Prior to becoming a member of the Egypt 80, he was living on the street of Lagos for many years, ostracized from his family in Nigeria, he tells me. Fela’s Kalakuta compound in Ikeja, Lagos became a home for him.

“Fela’s ideology drew people to the band. It was inclusive for both the marginalized and the elite members of the Nigerian society,” he continues. “Everybody was welcome at the Shrine. So to carry on [Fela’s] legacy through Seun and mentor the new generation of musicians that are coming into the band is based on passion rooted in our loyalty to the man.”

I watch as Seun walks his way from backstage to the Rumsey Playfield stage, along the way greeting, shaking hands, and hugging friends, and fans who have came, as far as London, to  say hello to him backstage and see him perform on stage.

Celebrated African-American filmmaker Spike Lee hangs out with Seun Kuti backstage at the Fela Tribute Concert in New York City. Photo by Kemi Osukoya.

One of those fans who came backstage to see Seun is legendary African-American filmmaker, Spike Lee. I got a chance to listen in on their conversation as Lee discloses new found details about his ancestral root to Seun. (check out the video on our facebook page and youtube).

The moment Seun walks on stage, carrying his saxophone, the audience goes wild with excitement. 

Wearing a two piece matching set, which looks like a jumpsuit, made from traditional African fabric  (ankara) that includes a matching shirt, trousers and a pair of shoes, Seun slowly strides to the microphone, lifts up his saxophone mouthpiece to his mouth and skillfully blows tuneful melodies into the brass instrument’s windpipe, thus sending out rifts of Afrobeat music notes into the airwaves that quickly permeates beyond the amphitheater.

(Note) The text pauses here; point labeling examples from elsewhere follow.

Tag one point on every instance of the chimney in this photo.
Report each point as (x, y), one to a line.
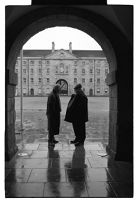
(70, 47)
(53, 46)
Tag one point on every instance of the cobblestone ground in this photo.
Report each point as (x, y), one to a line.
(35, 120)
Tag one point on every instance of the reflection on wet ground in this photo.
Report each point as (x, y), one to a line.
(35, 120)
(67, 171)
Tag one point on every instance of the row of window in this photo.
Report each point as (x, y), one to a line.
(61, 70)
(98, 91)
(48, 80)
(32, 62)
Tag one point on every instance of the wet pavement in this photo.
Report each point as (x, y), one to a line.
(35, 119)
(67, 171)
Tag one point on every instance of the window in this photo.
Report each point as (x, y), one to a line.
(98, 80)
(32, 70)
(66, 69)
(106, 71)
(62, 68)
(83, 71)
(48, 70)
(106, 91)
(32, 80)
(24, 71)
(56, 69)
(75, 80)
(47, 62)
(98, 71)
(40, 80)
(32, 62)
(75, 70)
(83, 80)
(40, 62)
(40, 70)
(24, 62)
(91, 70)
(98, 90)
(48, 80)
(62, 54)
(24, 80)
(75, 63)
(91, 79)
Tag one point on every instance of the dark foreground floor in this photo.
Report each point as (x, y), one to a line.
(66, 171)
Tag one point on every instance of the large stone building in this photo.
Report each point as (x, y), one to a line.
(41, 69)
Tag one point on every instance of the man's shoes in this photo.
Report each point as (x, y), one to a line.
(51, 144)
(55, 141)
(73, 141)
(79, 144)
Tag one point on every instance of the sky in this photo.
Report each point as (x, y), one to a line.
(61, 36)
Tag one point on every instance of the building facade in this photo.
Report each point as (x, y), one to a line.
(42, 69)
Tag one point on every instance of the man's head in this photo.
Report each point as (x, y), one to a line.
(56, 88)
(78, 87)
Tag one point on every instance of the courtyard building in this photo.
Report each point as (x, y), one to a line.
(42, 69)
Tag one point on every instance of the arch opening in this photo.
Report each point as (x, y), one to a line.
(79, 23)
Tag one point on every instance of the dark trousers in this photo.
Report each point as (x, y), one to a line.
(79, 130)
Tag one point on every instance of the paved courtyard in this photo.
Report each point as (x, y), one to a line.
(35, 120)
(64, 170)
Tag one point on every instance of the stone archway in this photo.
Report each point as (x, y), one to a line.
(97, 27)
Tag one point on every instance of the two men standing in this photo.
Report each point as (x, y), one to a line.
(76, 113)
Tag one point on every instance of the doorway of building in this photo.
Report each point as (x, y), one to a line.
(64, 87)
(32, 92)
(91, 92)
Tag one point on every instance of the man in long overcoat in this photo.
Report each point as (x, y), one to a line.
(53, 113)
(77, 114)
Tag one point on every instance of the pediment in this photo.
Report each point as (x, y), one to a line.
(61, 54)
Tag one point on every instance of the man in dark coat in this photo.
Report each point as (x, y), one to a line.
(77, 114)
(53, 114)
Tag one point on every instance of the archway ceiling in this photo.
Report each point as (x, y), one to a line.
(14, 12)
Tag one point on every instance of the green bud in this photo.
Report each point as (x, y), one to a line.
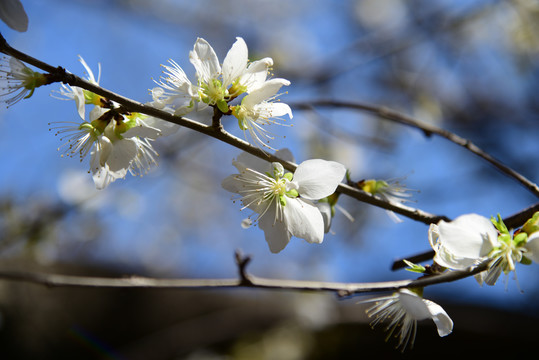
(499, 224)
(532, 225)
(520, 239)
(223, 106)
(506, 238)
(278, 170)
(414, 267)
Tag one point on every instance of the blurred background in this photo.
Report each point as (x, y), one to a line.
(471, 67)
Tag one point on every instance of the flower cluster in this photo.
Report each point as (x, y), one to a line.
(217, 86)
(283, 201)
(471, 239)
(118, 141)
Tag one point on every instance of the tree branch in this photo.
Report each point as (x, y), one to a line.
(428, 130)
(244, 281)
(512, 222)
(59, 74)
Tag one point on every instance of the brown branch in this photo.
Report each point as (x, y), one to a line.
(513, 221)
(428, 130)
(215, 130)
(133, 282)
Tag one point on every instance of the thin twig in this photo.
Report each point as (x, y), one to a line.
(428, 130)
(133, 282)
(59, 74)
(511, 222)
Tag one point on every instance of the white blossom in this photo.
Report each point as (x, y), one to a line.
(258, 109)
(402, 310)
(471, 239)
(283, 201)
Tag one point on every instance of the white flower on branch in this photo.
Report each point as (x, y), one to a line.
(258, 110)
(18, 81)
(471, 239)
(118, 141)
(284, 201)
(218, 85)
(402, 310)
(80, 95)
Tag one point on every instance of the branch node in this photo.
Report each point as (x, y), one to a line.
(242, 262)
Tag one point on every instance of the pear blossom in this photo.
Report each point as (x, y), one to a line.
(403, 309)
(18, 81)
(82, 96)
(283, 201)
(13, 14)
(175, 90)
(218, 85)
(116, 145)
(327, 207)
(118, 142)
(471, 239)
(257, 110)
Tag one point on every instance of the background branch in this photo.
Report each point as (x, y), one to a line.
(244, 281)
(428, 130)
(59, 74)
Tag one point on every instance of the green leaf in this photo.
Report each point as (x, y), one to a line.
(414, 267)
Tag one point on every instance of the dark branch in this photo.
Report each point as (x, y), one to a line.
(428, 130)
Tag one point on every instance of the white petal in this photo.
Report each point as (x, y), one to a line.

The audience, having waited long to see him perform, were already on their feet, begins applauding and shouting excitedly, dancing as the band begins to play the first song for the concert.

For a moment as I stand in the corner near the stage and watch Seun sings, plays the sax, gyrates his hips in the traditional African dance, and move across the stage, I couldn’t help but wonder how long he could keep on carrying the weight of his legendary father’s legacy. However, that perturb quickly dissipates into a sense of awe and admiration as I continue to watch him perform on stage.

The effectiveness of his performance, how effortlessly he holds his presence on stage as well as how he captivates the audience in a musical and dance spell leave no doubt in my mind and anyone else’s mind that Fela is very much alive in Seun. 

The Egypt 80 dancers perform at the Rumsey Playfield. Photo by Kemi Osukoya.

Seun continues to master his craft as his father’s shadow looms in the distance. One can only imagine how Fela is beaming with pride from up above the same way he did when Seun first auditioned at seven years old at the Apollo theater.  

Africa and the world is lucky to have such a great treasure.